Direct inhibition of mitochondrial respiratory enzymes by elevated CO(2): does it matter at the tissue or whole-plant level?

Tree Physiol. 1999 Apr;19(4_5):253-259. doi: 10.1093/treephys/19.4-5.253.


On average, a doubling in current atmospheric [CO(2)] results in a 15 to 20% direct inhibition of respiration, although the variability associated with this value is large within and among species. Direct effects of CO(2) on respiration may also be relevant to tree canopies because of dynamic fluctuations between nighttime and daytime [CO(2)] throughout the growing season. The mechanism by which CO(2) inhibits respiration is not known. A doubling of ambient [CO(2)] inhibits the activity of the mitochondrial enzymes, cytochrome c oxidase and succinate dehydrogenase. If inhibition of these enzymes is the only factor involved in the direct inhibition of respiration, the overall inhibition of specific respiration will be proportional to the control that such enzymes exert on the overall respiratory rate. We analyzed the effects of [CO(2)] on respiration in an attempt to scale the direct effects of CO(2) on respiratory enzymes to the whole-plant level.

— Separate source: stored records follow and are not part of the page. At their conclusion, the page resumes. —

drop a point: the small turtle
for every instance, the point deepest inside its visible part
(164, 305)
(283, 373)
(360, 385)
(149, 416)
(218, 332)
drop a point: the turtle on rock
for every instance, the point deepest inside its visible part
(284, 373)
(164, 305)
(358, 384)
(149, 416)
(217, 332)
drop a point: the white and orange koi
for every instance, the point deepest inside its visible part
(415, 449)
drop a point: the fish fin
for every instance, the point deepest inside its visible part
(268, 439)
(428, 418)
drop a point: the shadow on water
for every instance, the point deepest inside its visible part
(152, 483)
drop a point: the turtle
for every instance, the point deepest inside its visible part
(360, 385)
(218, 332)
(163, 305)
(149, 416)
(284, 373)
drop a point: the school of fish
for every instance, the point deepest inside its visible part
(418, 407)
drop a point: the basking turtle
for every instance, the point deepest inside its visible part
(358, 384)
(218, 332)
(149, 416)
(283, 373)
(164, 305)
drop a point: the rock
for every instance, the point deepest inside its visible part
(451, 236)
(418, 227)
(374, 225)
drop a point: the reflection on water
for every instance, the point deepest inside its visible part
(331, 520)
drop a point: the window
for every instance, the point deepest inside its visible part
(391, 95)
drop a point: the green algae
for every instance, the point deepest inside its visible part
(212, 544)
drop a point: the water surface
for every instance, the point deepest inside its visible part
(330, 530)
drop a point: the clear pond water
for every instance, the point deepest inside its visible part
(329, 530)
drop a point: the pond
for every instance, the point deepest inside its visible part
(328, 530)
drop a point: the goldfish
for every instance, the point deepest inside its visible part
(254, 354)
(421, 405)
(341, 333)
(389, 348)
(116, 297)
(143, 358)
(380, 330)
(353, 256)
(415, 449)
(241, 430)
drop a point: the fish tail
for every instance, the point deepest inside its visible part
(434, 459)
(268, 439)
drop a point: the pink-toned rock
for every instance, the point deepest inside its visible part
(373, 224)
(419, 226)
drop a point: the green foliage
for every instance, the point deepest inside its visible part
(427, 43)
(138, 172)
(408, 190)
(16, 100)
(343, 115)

Sensitivity analysis showed that inhibition of mitochondrial enzymes by doubling current atmospheric [CO(2)] does not explain entirely the CO(2) inhibition of tissue or whole-plant respiration. We conclude that CO(2)-dependent suppression of respiratory enzymatic activity will be minimal when cytochrome c oxidase inhibition is scaled up from the mitochondria to the whole tree and that the primary mechanism for the direct inhibitory effect remains to be identified.